Member of the Yukon Territorial Council for Whitehorse Riverdale
- In office November 3, 1975 – 1978
- Preceded by: Willard Phelps
- Succeeded by: riding redistributed

Personal details
- Born: September 4, 1935 Cranbrook, British Columbia, Canada
- Died: July 7, 2002 (aged 66) Comox, British Columbia, Canada
- Occupation: city manager

= Walt Lengerke =

Canadian politician (1935–2002)

Walter Frank Wolfgang von Lengerke (September 4, 1935 – July 7, 2002) was a Canadian politician, who represented Whitehorse Riverdale on the Yukon Territorial Council from 1975 to 1978.

Prior to his election to the territorial council, Lengerke served as city manager of Whitehorse. After Willard Phelps was disqualified from office on a conflict of interest ruling in 1975, Lengerke ran in the resulting by-election on November 3, which he won over future Whitehorse mayor Don Branigan. In one of his first actions on the council, he proposed a motion to limit the number of trucking permits that could be issued to trucking firms from outside Yukon, but he soon withdrew the motion on the grounds that it needed further study.
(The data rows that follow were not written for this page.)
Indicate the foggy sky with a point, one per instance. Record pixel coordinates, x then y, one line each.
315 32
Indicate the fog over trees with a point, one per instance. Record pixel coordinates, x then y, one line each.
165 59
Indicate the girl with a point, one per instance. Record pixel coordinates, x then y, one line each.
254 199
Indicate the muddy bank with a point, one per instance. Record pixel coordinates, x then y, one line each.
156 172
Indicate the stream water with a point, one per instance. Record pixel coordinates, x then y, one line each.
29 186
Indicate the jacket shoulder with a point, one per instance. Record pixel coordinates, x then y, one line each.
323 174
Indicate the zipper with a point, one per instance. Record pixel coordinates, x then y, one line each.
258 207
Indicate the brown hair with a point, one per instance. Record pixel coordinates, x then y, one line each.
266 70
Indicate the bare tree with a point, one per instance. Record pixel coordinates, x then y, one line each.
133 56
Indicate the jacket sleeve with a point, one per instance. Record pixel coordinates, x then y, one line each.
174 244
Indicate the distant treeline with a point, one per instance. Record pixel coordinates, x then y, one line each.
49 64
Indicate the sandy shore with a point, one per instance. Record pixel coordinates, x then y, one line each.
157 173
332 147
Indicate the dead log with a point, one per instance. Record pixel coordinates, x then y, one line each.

He served as chair of the council's constitutional committee. In November 1977, he tabled a motion calling for Yukon to be upgraded to provincial status; although the motion did not succeed, the committee's work led to the introduction of party politics in Yukon in 1978, and the dissolution of the territorial council in favour of the new, fully democratic Legislative Assembly of Yukon.

He did not run for reelection in the 1978 Yukon general election. He cited several reasons including a desire to spend more time with his family, a reluctance to working within the confines of partisan politics and an uncertainty about which district to even run in given that Whitehorse Riverdale was being split in the new redistribution of electoral boundaries. He ran for mayor of Whitehorse in the 1979 by-election that followed Ione Christensen's appointment as Commissioner of Yukon, but lost to Branigan.